CITY of York Council has deferred a decision to approve a £525,000 loan to turn the premises of a manufacturing business into storage space.

The boss of printing business Barringtons appealed to councillors at a full council meeting to refuse York Museum Trust’s request for funding to turn Barringtons’ business premises into a new storage facility for its artefacts.

The trust had applied to the council to approve a loan of £525,000 to buy a new storage facility.

But Mark Snee, managing director of Technoprint, Barrington’s parent company, said the business had asked their landlord to allow them to buy the freehold of the site after a particularly good year, after they had to rebuild the business to compete with competition from the Far East.

However, once on the market, the business was outbid by York Museums Trust. Mr Snee said it would cost the business £10,000 to move its most expensive machine out of the premises, so it would relocate the assets back to its four-acre site in Leeds and close the York operation.

“Clearly we are never going to win a bidding war with the council, but our view is that the purchase price currently offered by YMT is in excess of current market prices anyway.

“In my view, this is an abuse of power by a public authority, to the clear detriment of a hard-working manufacturing business and its employees, doing their best to compete in harsh economic times.
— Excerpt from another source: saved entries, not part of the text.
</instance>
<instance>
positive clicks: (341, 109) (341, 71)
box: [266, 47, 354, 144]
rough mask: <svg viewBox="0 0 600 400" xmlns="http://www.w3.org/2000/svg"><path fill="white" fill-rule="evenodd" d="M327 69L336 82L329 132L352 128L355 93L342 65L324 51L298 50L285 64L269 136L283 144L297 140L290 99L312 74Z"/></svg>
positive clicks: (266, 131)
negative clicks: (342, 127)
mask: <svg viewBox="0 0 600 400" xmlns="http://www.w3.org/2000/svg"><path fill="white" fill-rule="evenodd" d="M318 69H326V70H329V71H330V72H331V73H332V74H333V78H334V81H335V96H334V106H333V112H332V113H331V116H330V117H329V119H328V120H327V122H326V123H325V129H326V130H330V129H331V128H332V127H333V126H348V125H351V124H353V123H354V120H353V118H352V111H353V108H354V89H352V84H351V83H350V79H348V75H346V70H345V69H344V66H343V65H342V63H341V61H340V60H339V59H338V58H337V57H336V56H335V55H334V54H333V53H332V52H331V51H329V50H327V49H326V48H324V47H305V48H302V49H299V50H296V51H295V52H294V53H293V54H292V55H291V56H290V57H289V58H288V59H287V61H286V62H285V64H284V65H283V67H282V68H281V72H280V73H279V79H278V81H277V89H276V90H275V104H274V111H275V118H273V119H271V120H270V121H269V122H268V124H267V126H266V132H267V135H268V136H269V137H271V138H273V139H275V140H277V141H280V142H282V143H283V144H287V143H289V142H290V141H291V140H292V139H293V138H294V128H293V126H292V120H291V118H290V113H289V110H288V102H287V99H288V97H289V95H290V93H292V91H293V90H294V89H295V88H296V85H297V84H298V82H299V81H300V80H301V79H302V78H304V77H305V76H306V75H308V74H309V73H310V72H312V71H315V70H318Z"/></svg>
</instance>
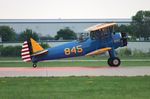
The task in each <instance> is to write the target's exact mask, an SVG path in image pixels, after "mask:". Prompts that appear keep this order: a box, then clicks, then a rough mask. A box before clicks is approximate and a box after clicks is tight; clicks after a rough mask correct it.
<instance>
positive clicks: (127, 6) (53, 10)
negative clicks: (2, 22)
mask: <svg viewBox="0 0 150 99" xmlns="http://www.w3.org/2000/svg"><path fill="white" fill-rule="evenodd" d="M139 10H150V0H0V19H58V18H61V19H74V18H75V19H79V18H92V19H93V18H131V16H133V15H135V13H136V12H137V11H139Z"/></svg>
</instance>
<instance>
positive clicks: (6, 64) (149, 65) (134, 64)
mask: <svg viewBox="0 0 150 99" xmlns="http://www.w3.org/2000/svg"><path fill="white" fill-rule="evenodd" d="M37 65H38V66H39V67H63V66H108V64H107V62H106V61H96V62H91V61H86V62H39V63H38V64H37ZM31 66H32V63H25V62H8V63H7V62H5V63H3V62H2V63H1V62H0V67H31ZM121 66H150V61H136V62H135V61H132V62H129V61H122V64H121Z"/></svg>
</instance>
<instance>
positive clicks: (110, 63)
mask: <svg viewBox="0 0 150 99" xmlns="http://www.w3.org/2000/svg"><path fill="white" fill-rule="evenodd" d="M107 62H108V65H109V66H111V67H118V66H119V65H120V64H121V61H120V59H119V58H118V57H114V58H109V59H108V61H107Z"/></svg>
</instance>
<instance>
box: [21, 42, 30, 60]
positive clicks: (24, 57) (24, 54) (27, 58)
mask: <svg viewBox="0 0 150 99" xmlns="http://www.w3.org/2000/svg"><path fill="white" fill-rule="evenodd" d="M21 57H22V60H23V61H25V62H30V61H31V56H30V49H29V45H28V42H27V41H25V42H24V43H23V46H22V50H21Z"/></svg>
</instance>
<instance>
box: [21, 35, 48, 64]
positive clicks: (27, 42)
mask: <svg viewBox="0 0 150 99" xmlns="http://www.w3.org/2000/svg"><path fill="white" fill-rule="evenodd" d="M47 52H48V50H45V49H43V47H42V46H40V45H39V44H38V43H37V42H36V41H35V40H34V39H32V38H30V40H28V41H25V42H24V43H23V46H22V50H21V57H22V60H23V61H25V62H30V61H31V60H32V59H31V58H32V57H34V56H38V55H42V54H45V53H47Z"/></svg>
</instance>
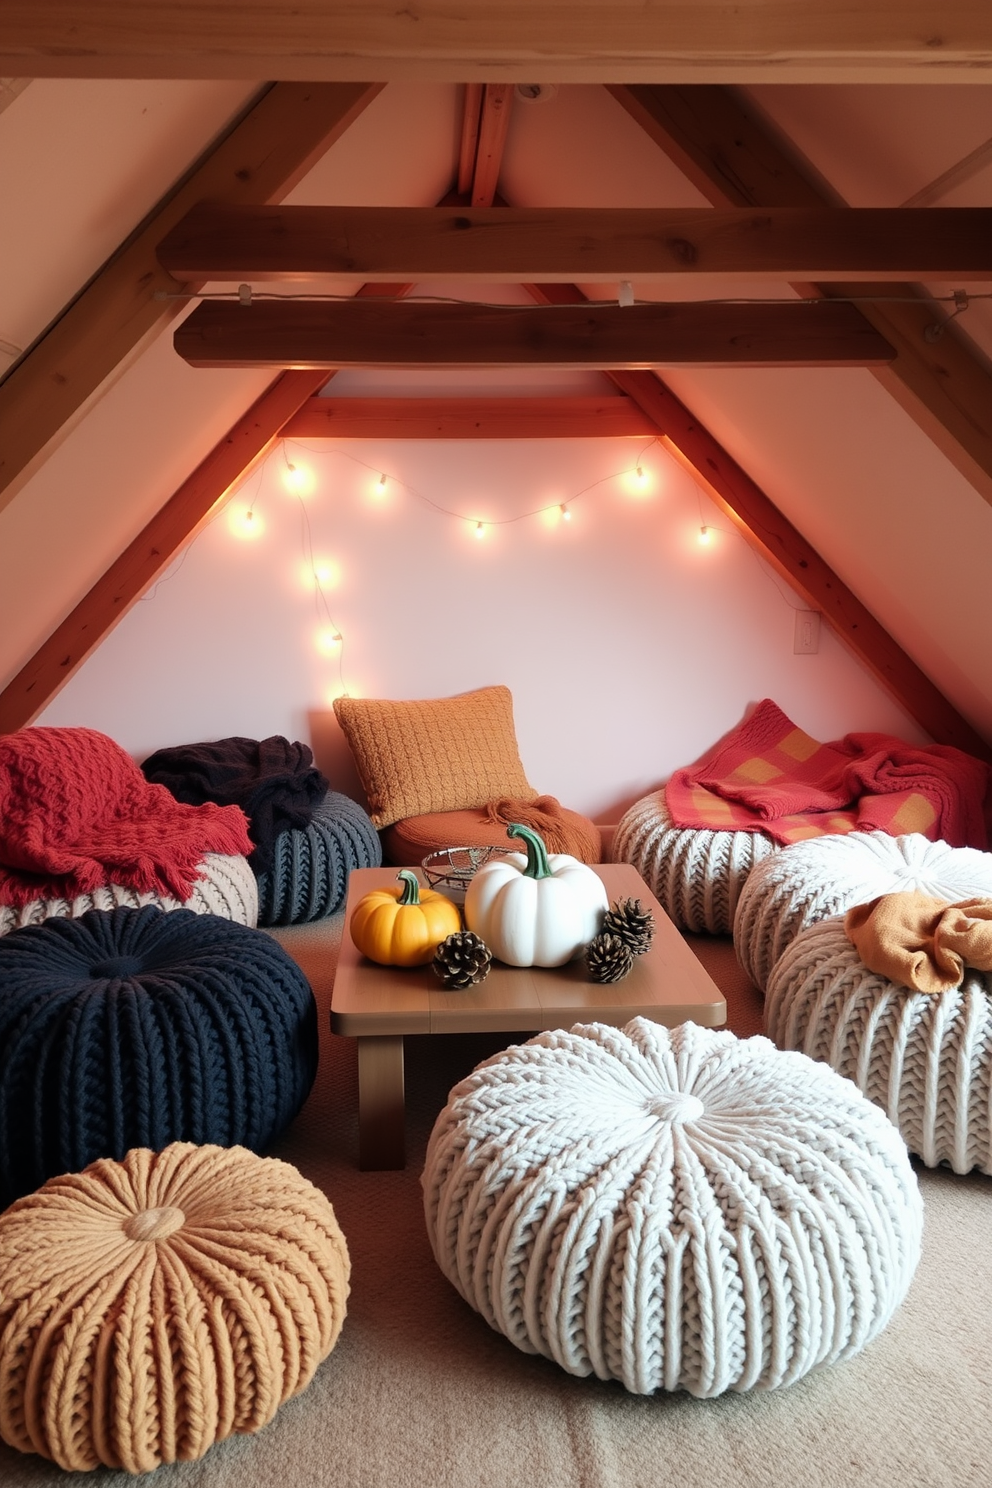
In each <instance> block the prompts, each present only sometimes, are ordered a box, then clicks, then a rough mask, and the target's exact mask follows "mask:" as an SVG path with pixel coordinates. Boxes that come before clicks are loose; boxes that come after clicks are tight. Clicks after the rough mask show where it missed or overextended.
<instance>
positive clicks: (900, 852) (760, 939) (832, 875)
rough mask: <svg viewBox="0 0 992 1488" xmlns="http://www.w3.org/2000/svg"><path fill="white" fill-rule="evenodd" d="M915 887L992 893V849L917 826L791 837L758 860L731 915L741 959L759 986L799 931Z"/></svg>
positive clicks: (981, 895) (974, 895) (942, 890)
mask: <svg viewBox="0 0 992 1488" xmlns="http://www.w3.org/2000/svg"><path fill="white" fill-rule="evenodd" d="M909 890H916V891H919V893H921V894H930V896H931V897H933V899H946V900H947V902H949V903H956V902H958V900H959V899H988V897H991V896H992V853H979V850H977V848H973V847H950V845H949V844H947V842H931V841H930V839H928V838H925V836H922V835H921V833H919V832H910V833H907V835H906V836H895V838H894V836H889V835H888V833H886V832H851V833H848V835H846V836H837V835H830V836H819V838H811V839H809V841H808V842H793V845H791V847H785V848H782V850H781V851H779V853H776V854H775V857H770V859H767V862H764V863H757V865H756V868H754V872H753V873H751V875H750V876H748V881H747V884H745V885H744V888H742V890H741V899H739V902H738V909H736V914H735V917H733V945H735V949H736V952H738V960H739V963H741V966H742V967H744V970H745V972H747V975H748V976H750V978H751V981H753V982H754V985H756V987H760V988H764V987H767V979H769V976H770V973H772V967H773V966H775V963H776V961H778V958H779V955H781V954H782V951H785V948H787V946H788V945H791V942H793V940H794V939H796V936H797V934H799V933H800V931H802V930H806V929H808V927H809V926H812V924H817V921H819V920H827V918H828V917H830V915H840V914H843V912H845V911H846V909H851V908H852V905H867V903H869V900H872V899H877V897H879V896H880V894H898V893H904V891H909Z"/></svg>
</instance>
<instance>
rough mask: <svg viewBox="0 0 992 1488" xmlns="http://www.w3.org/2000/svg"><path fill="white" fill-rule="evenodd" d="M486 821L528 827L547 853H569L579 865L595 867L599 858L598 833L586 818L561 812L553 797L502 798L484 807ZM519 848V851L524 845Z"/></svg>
mask: <svg viewBox="0 0 992 1488" xmlns="http://www.w3.org/2000/svg"><path fill="white" fill-rule="evenodd" d="M486 817H488V818H489V821H497V823H501V824H503V826H507V827H509V826H510V824H512V823H513V821H518V823H519V824H521V826H522V827H529V829H531V830H532V832H537V835H538V836H540V838H541V839H543V842H544V847H546V848H547V851H549V853H570V854H571V856H573V857H577V859H579V862H580V863H598V862H599V859H601V856H602V848H601V842H599V829H598V827H596V826H593V823H592V821H589V818H587V817H580V815H579V812H576V811H565V808H564V806H562V805H561V802H559V801H556V799H555V796H538V798H537V801H519V799H515V798H513V796H503V798H501V799H500V801H491V802H489V804H488V806H486ZM512 845H513V841H512V839H510V847H512ZM519 847H521V850H522V848H524V844H519Z"/></svg>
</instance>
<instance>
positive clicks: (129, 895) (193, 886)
mask: <svg viewBox="0 0 992 1488" xmlns="http://www.w3.org/2000/svg"><path fill="white" fill-rule="evenodd" d="M199 872H201V876H199V878H198V879H196V881H195V882H193V891H192V894H190V896H189V899H187V900H186V902H184V903H183V905H180V902H178V899H173V896H171V894H156V893H153V891H152V890H149V891H146V893H143V894H141V893H138V890H137V888H125V887H123V884H104V885H103V887H100V888H94V890H92V891H91V893H89V894H77V896H76V899H31V900H30V902H28V903H27V905H22V906H21V908H19V909H13V908H12V906H10V905H0V934H9V931H10V930H19V929H21V927H24V926H40V924H42V921H43V920H52V918H61V920H79V917H80V915H85V914H86V911H88V909H116V908H117V905H125V906H128V908H129V909H141V908H143V906H144V905H158V908H159V909H192V911H193V914H195V915H220V918H222V920H235V921H236V923H238V924H241V926H254V924H257V923H259V888H257V882H256V878H254V873H253V872H251V869H250V868H248V860H247V857H238V856H235V854H226V853H223V854H222V853H208V854H207V857H205V859H204V860H202V863H201V865H199Z"/></svg>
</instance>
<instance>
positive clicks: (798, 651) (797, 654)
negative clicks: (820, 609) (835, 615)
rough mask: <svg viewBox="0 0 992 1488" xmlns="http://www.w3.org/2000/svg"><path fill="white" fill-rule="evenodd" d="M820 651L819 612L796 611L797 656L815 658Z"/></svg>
mask: <svg viewBox="0 0 992 1488" xmlns="http://www.w3.org/2000/svg"><path fill="white" fill-rule="evenodd" d="M818 650H819V610H796V640H794V643H793V652H794V653H796V656H814V655H815V653H817V652H818Z"/></svg>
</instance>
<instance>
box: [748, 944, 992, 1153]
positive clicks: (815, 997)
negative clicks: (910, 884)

It totally flies in the face of the UK Government’s plans to deal with the serious economic problems facing the country.”

Opposition leaders moved for the issue to be scrutinised at next Monday’s Staffing Matters and Urgency Committee to give them the opportunity to hear the business’ side of the story.

Conservative party leader Coun Ian Gillies, pictured, said there had been no mention of the effects on the occupier before the council was asked to approve £525,000 for the trust to buy a new storage facility.

Coun James Alexander said: “I am very concerned and I’m relieved it has been deferred until we can have some clarification on what’s going on.”

The business, which is part of Technoprint of Leeds, took on four of the original nine employees from Sessions’ printing division when Sessions went into administration earlier this year.